CorrectAnswer: library(tibble)
AnswerTests: any_of_exprs('library("tibble")', 'library(tibble)', 'library(package = "tibble")')
Hint: Type the package name between the brackets of library(). You don't have to use quotation marks around the package name.
- Class: text
Output: Great, the {tibble} package is installed and loaded. Now we're going to look at some of the its functions.
# Group: tibble conversion ---
- Class: text
Output: The {tibble} package simplifies data frames in R. Let's take a look at an example. The 'airquality' dataset is built into R and is of class 'data.frame'. Let's compare the output from 'airquality' when it has the class data.frame and the class tibble.
- Class: cmd_question
Output: First, pass 'airquality' to the class() function to see what class of object it is.
CorrectAnswer: class(airquality)
AnswerTests: omnitest(correctExpr = 'class(airquality')

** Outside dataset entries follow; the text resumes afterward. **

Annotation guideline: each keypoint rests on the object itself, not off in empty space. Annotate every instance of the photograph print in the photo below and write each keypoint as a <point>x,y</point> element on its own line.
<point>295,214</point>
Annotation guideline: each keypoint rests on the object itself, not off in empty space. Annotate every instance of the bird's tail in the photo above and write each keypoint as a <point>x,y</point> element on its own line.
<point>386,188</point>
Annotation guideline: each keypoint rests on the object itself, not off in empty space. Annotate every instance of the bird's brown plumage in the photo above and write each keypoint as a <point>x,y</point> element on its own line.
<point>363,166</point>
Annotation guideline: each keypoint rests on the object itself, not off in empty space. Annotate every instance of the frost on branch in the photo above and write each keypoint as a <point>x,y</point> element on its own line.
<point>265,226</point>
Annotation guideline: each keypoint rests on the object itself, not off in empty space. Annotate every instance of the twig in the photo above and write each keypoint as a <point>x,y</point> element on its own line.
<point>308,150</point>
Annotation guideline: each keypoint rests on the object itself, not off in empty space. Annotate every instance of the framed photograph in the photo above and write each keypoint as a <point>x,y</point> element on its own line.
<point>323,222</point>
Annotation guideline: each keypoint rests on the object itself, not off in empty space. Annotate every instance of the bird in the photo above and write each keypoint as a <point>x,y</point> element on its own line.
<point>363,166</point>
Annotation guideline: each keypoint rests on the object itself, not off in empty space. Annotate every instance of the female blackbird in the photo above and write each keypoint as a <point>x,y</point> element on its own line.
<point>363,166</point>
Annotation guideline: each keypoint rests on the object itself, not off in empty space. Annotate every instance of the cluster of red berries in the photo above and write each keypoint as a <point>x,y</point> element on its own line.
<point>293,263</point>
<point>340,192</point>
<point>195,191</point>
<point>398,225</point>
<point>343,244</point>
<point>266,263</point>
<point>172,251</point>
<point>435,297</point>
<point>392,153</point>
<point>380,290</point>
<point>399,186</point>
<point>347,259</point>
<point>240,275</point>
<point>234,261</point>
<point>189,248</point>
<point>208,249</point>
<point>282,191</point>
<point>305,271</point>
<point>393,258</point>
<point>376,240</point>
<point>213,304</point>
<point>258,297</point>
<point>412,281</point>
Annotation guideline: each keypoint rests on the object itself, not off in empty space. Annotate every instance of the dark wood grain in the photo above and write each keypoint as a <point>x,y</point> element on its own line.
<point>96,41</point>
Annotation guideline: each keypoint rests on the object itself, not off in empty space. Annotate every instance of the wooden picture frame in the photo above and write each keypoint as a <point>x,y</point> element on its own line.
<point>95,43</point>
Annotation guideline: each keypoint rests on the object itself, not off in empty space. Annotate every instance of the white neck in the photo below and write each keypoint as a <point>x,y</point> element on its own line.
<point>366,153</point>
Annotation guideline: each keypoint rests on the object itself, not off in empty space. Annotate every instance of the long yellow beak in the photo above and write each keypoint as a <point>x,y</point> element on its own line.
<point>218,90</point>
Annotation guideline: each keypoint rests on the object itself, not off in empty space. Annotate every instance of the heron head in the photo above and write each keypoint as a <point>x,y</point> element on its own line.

Hint: Type 'airquality' (without quote marks) inside the brackets of class() and then hit enter.
- Class: text
Output: So the airquality object is of the 'data.frame' class, the basic tabular format used in R.
- Class: cmd_question
Output: Now run 'airquality' to see an example of the typical output from an object with class data.frame.
CorrectAnswer: airquality
AnswerTests: any_of_exprs('print(airquality)', 'airquality')
Hint: Type 'airquality' (without quote marks) and hit enter.
- Class: text
Output: Calling the airquality data.frame object resulted in R printing all 153 of its rows, which flooded the console.
# Function: as_tibble()
- Class: text
Output: What can we do to make this output more user-friendly? We can change it to a tibble-class object (a tbl_df) using the as_tibble() function. What does a tibble output look like?
- Class: cmd_question
Output: Use as_tibble() to convert the airquality data frame from the data.frame class to the tibble class. Assign it (<-) to the name 'airquality_tbl'.
CorrectAnswer: airquality_tbl <- as_tibble(airquality)
AnswerTests: any_of_exprs('airquality_tbl <- as_tibble(airquality)', 'airquality_tbl <- as_tibble(x = airquality)')
Hint: Use the form 'object_name <- as_tibble(dataframe_name)', where the object is called airquality_tbla and the data frame is called airquality.
- Class: cmd_question
Output: Before we look at the output, let's check the class of this new object. Type class(airquality_tbl) and observe the output.
CorrectAnswer: class(airquality_tbl)
AnswerTests: omnitest(correctExpr='class(airquality_tbl)')
Hint: Type 'class(airquality_tbl)' (without the quotes) and hit enter.
- Class: text
Output: Aha, so it actually has three classes. It retains the data.frame class so you can work with it as though it were a data.frame, but it also takes the tibble classes of tbl_df and tbl (for now, don't worry that there are two separate tibble classes).
- Class: cmd_question
Output: Okey-dokey, so what does a tibble output look like? Type airquality_tbl and observe the output.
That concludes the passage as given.